I would like to take this opportunity
to share with you, my fellow countrymen, the impression that
our town Felshtin made on me when I visited there a few years
ago.
I
was attracted to Felshtin like a magnet. I wanted to see, with
my own eyes, if the destruction of our town was as great as the
people here in America portrayed it to be. It was on a Friday
afternoon, May 12, 1931, when my youngest daughter, Leahle, and
I arrived in Felshtin.
"It was
as if they wanted to pull themselves out of their graves to protest
against the evil servants of the inquisition..."
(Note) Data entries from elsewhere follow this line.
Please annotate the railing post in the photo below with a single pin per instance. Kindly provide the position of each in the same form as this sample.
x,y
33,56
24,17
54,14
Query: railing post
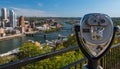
x,y
92,64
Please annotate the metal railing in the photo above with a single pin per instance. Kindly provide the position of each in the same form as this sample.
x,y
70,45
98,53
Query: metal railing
x,y
110,61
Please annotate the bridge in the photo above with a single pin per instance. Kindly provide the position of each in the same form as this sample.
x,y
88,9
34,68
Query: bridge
x,y
110,61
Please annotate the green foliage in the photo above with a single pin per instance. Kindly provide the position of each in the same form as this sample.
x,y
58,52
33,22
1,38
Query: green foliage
x,y
7,59
71,41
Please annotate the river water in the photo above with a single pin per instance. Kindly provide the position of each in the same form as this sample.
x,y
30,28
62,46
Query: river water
x,y
8,45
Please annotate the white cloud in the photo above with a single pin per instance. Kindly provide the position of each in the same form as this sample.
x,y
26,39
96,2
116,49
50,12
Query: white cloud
x,y
32,12
56,5
40,4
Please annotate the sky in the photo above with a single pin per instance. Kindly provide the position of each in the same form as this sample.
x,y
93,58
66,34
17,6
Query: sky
x,y
62,8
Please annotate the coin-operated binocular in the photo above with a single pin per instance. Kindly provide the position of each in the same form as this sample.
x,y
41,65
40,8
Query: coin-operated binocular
x,y
95,35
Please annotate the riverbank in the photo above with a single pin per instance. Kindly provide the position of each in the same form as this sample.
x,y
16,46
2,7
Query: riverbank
x,y
11,36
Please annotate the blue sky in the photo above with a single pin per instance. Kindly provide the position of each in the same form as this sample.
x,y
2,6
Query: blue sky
x,y
62,8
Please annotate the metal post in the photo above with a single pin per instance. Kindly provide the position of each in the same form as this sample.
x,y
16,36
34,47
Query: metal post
x,y
92,64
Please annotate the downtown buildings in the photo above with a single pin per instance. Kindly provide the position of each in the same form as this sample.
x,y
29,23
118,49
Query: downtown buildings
x,y
7,23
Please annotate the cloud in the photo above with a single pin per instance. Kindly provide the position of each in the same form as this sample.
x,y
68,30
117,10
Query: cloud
x,y
32,12
40,4
56,5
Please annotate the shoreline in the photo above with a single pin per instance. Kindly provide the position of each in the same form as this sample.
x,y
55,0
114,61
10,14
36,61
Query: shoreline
x,y
11,36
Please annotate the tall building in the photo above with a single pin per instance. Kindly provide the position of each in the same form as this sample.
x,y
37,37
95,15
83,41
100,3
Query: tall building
x,y
4,13
12,17
21,23
4,17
Dear friends, my trip to Felshtin
was a number of years back and today, as I write these words,
my limbs are stiff, my speech is poor, my pen shakes, my memory
lacking, and it is difficult to describe the impression that
the town and its inhabitants made on me. Truth be told, I have
waited a long time; yet, even in my worst nightmares, I could
never have imagined such loneliness and darkness.
I
do not exaggerate, my friends and countrymen, when I say that
it appeared to me that ever person I encountered, man, woman
and child, made the same impression. It was as if they wanted
to pull themselves out of their graves to protest against the
evil servants of the inquisition.
Every
single one, with no exception, was a skeleton, skin and bones,
emaciated from hunger, naked and barefoot, in the full sense
of the word. It was just impossible for me to describe these
people. Even the wealthy, who at one time played an important
role in Felshtin, were now equal to the poor. In every town I
visited, I found the people bloated from hunger. I met young
mothers with infected lungs whose husbands had either died or
been drafted into the army, leaving them desolate and alone,
wandering around with their hungry children crying for a little
bread (mostly from baked bran) that cost two rubles and 50 kopeks
a pound. Not everyone had the fortune of acquiring this valuable
commodity!
Most
of the homes were barren. No furniture, no beds; they slept on
mattresses made of boards. The houses were covered in black soot
that had accumulated over the years. I saw workers -- those who
had the good fortune of finding work -- especially the bourgeois,
old white bearded Jews, naked and barefoot, going miles to twist
rope. Many worked in the fields.
One
afternoon a certain Moshe Avrohom hitched up his wagon and brought
the workers a pot of black grain and a quarter pound of bread
for each worker. This was their entire sustenance for the day,
their compensation for the day's work.
"I left
... with the firm determination to help ... these poor half-dead
men, women and children of Felshtin."
A
few of the girls of Felshtin worked twisting mesh and earning
five kopeks for producing 28 inches of it. I spent eight sad
days sharing the suffering of my countrymen, helping them as
much as I could. I gave them everything I owned!
The
day I left was like Yom Kippur in town. I left with a broken
heart, but with the firm determination to help them myself, and
see to it that others also help these poor half-dead men, women
and children of Felshtin.
Translated from Yiddish
to English by Sora Ludmir. © Copyright 1999 by the Felshtin
Society, a New Jersey nonprofit corporation. From Felshteen;
zamulbukh lekoved tsum ondenk fun di Felshteener kdoyshim ©Copyright 1937 First
Felshteener Benevolent Association.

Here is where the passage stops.